Lasciami entrare racconta la storia di una bambina, una piccola vampira, che viene accudita da un uomo (probabile che non si tatti del padre), che la notte caccia per lei, affinché possa sopravvivere. Questo piccolo gioiello svedese conserva una fedeltà quasi romantica al romanzo e, pur sembrando un film che starebbe bene nella selezione delle pellicole per il Giffoni Film Festival, assume tratti inquietanti ed allo stesso tempo misteriosi, uscendo dal genere splatter- horror che purtroppo imperversa nelle sale cinematografiche, per elevarsi ad un horror, oserei dire raffinato, raccontato con toni intimisti ma freddo nel rappresentare la ferina violenza che caratterizza la natura della piccola protagonista.
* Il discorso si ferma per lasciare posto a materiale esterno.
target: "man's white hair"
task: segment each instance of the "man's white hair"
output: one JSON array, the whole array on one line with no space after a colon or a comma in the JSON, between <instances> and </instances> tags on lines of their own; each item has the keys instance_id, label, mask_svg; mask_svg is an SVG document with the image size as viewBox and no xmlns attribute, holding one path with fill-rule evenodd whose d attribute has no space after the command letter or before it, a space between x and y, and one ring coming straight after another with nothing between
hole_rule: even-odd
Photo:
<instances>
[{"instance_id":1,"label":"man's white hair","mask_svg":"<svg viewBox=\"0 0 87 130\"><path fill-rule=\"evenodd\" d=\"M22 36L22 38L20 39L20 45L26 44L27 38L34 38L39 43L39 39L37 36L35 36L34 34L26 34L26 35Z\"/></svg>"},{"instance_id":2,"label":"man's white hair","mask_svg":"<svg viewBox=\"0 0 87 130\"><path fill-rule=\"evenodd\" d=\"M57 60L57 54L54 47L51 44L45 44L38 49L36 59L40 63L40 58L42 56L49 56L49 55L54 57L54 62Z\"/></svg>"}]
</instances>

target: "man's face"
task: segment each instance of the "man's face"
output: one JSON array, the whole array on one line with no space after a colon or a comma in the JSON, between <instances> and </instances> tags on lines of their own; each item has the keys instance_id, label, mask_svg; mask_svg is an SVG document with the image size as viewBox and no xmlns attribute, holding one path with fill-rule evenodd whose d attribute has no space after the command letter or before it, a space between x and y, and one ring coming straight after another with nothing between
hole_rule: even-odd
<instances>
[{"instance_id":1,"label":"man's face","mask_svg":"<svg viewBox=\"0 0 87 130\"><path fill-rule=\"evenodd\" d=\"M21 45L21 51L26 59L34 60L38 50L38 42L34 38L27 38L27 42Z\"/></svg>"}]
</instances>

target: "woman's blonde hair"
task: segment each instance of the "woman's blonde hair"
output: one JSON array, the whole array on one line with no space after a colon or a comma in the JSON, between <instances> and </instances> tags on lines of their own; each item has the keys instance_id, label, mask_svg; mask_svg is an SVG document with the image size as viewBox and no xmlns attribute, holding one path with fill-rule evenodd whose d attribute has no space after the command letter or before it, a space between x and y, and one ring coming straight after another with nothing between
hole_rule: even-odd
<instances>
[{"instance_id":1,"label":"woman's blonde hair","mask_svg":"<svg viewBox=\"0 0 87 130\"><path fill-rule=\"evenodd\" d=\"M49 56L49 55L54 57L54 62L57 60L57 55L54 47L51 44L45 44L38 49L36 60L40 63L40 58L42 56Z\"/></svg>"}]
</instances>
Lasciami entrare-recensione

L’inquietudine del titolo (Lasciami entrare) si concentra in due scene, in cui Eli la vampira chiede ad Oscar di invitarla ad entrare, altro tratto di fedeltà letterale al romanzo originale. L’interpretazione delle conseguenze di un ingresso, per così dire, senza invito, passate sotto silenzio in Stoker, vengono interpretate qui in maniera inquietante, senza però scadere nello splatter, mantenendo ancora una volta una delicatezza più unica che rara in film con questa tematica. Anche la potenzialità sessuale e sensuale del vampiro, viene affrontata qui in toni teneri e delicati, soprattutto a causa della giovane età dei personaggi.

Lasciami entrare è godibile, anche per chi non ama l’horror, che pur distanziandosi  dal genere, vi rimane perfettamente collocabile.